Projection modeling studies indicate that future tropical cyclones will continue to increase in their maximum intensities and related rainfall [10]. More people and properties along the coastline will be threatened and affected. More coral reefs and lowlands will take the forefront brunt impacts from multiple aspects, such as tropical storms, increased seawater temperature, the rise of sea level, and increased discharge of sediments and chemicals from the land. The bleached or damaged coral reef structures will directly affect the habitats of marine organisms and coastal fishery. Coral reefs are likely to degrade rapidly over time, presenting fundamental challenges for an estimated 500 million people who derive food, income, coastal protection, and a habitat for some of the highest regions of biodiversity in the ocean [11,12].
The impact on land is often manifested in a variety of different ways. Climate change creates abnormal weather patterns. Extreme temperatures and abnormal precipitation have caused persistent heat waves, extreme cold storms, droughts, widespread wildfires, major inland floods, landslides and mud flows, urban heat islands, and air pollution.
The increase of both mean and extreme temperatures presents threats to biological adaptation. Heat waves become more frequent, intense, and long-lasting in many regions worldwide, and extreme temperature variations, especially humid heat, affect human health and mortality [13,14]. In a severe heat wave of the summer of 2003, data analysis suggests that anthropogenic climate change caused up to seventy thousand excess deaths across Europe, increased the risk of heat-related mortality in central Paris by ~70% and by ~20% in London where they experienced the lower end of the extreme heat [2]. It is estimated that the severe heat waves will triple at the end of the 21st century [15]. The most severe heat wave events will reach the limits of survivability due to the fatal combination of rising temperatures and humidity levels [16].
Wildfires of unprecedented scale and duration have occurred worldwide recently. The ongoing record-breaking 2023 wildfires in Canada serve as a significant wake-up call, according to the government of Canada. Wildfires in Australia from 2019 to 2020, Brazil in 2019 and 2020, the western United States in 2018 and 2020, British Columbia, Canada in 2017 and 2018, and Southern Europe in 2017 [17,18]. The burning areas from climate warming are projected to rapidly increase over the Mediterranean region: the higher the warming level, the larger the burning area increases from ~40% to ~100% across different warming scenarios [19]. In recent years, immense and severe fires in the Pacific Northwest have been associated with warm and dry conditions, and wildfires will likely occur with increasing frequency driven by the warming climate [20]. The onslaughts from both ocean and land have posed significant threats to human health and survival.

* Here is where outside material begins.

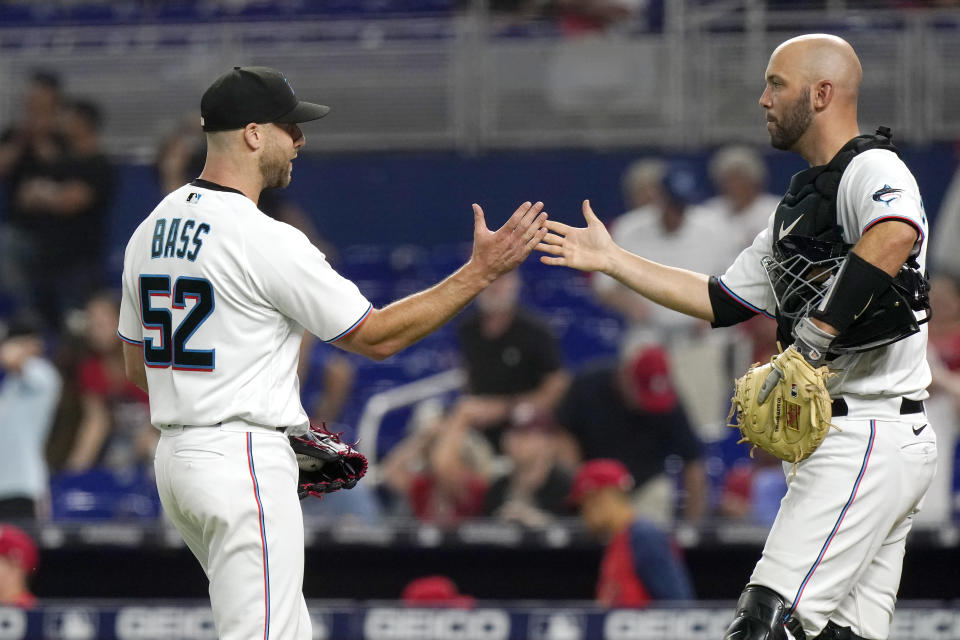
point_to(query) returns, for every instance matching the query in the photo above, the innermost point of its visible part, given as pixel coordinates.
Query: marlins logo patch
(887, 195)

3. Secondary Environmental Impacts of Climate Change

The primary environmental impacts of climate change, such as sea level rise and abnormal severe weather patterns, subsequently and consequently lead to compound lingering environmental risks. Those primary environmental risks often trigger secondary environmental risks, such as agricultural productivity, food supply, terrestrial and marine ecosystem disruption, air pollution, infrastructure and resources damage, and economic damage and loss. Indirect losses, such as loss of jobs or business interruption, as well as other consequential economic losses, may last months or years after the disaster [4].
The primary threats to the physical environment expand into ecological, economic, and socio-economic problems. The environmental risks cause major disturbances and damages to both marine and land ecosystem functions, which trigger the decline of seafood supply and crop yield; infrastructure damage; the availability and reliability of energy, clean air, water, and other resources; the access to transportation and health care, the shift of job markets; and the overall decline of economic activities and productivities.
The impact of warming on annual economic growth, for decades, has accumulated substantial declines in economic output in hotter, poorer countries [4,21]. Contrary to coastal floods from tropical storms, accessibility to reliable water resources in many other regions is an even more alarming issue associated with climate change. Climate change alters precipitation patterns and may substantially aggravate the water scarcity problem [22,23].
Energy is essential to socioeconomic functions, overall development, and the quality of living. Adequate access to energy is encumbered by infrastructure, affordability, and service disruptions due to disasters and extreme weather events, often linked to climate change [24]. Yet, energy consumption and climate change have a complicated relationship. Fossil fuel consumption contributes to climate change and affects energy security. Climate change and energy security are two interlinked but separate problems for many countries, differing in how to deal with the clash of energy security, access, and affordability with sustainability [25]. It is estimated that nine out of ten major outages in the US have been caused by hurricanes, and long-term outage risk is a function of climate change-triggered hurricane frequency and intensity [26].
Global and domestic food production and supply systems are directly and indirectly impacted by a changing climate [27,28], and yet limited attention has been paid to the nexus of climate change, food security, and human health, resulting in knowledge gaps regarding food system components that are most vulnerable to climate change [29]. Climate change and agriculture productivity have inextricable links, and abrupt changes in climatic conditions have threatened food security at a global scale, substantially contributing to reduced production, food affordability, and food security for the needs of the growing population [30]. Recent data indicate approximately 800 million people are undernourished, out of which 780 million reside in low-to-middle-income countries, and people start to ponder whether malnutrition is a cause or consequence of poverty [31,32]. As the world population grows, the food supply and nourishment problem can only worsen. Undernutrition is a significant contributor to the global burden of diseases, and global health impact models suggest that climate change will cause reductions in food quantity and quality [33].
The impacts of climate change are larger, more complex, and more uncertain than any other environmental problem [34]. Climate change affects workers worldwide through the loss of jobs, the changing of jobs, and the creation of new jobs [35]. If the total economic impact is negative, the overall job impact will be negative as well. It is estimated that the global economic output will reduce by 7–14% by the end of the century, with even greater damages in tropical and poor regions if there is an increase in global mean surface temperature by about 3.5 °C [36]. Job loss and economic decline can drastically increase stress factors and cause human morbidity and mortality.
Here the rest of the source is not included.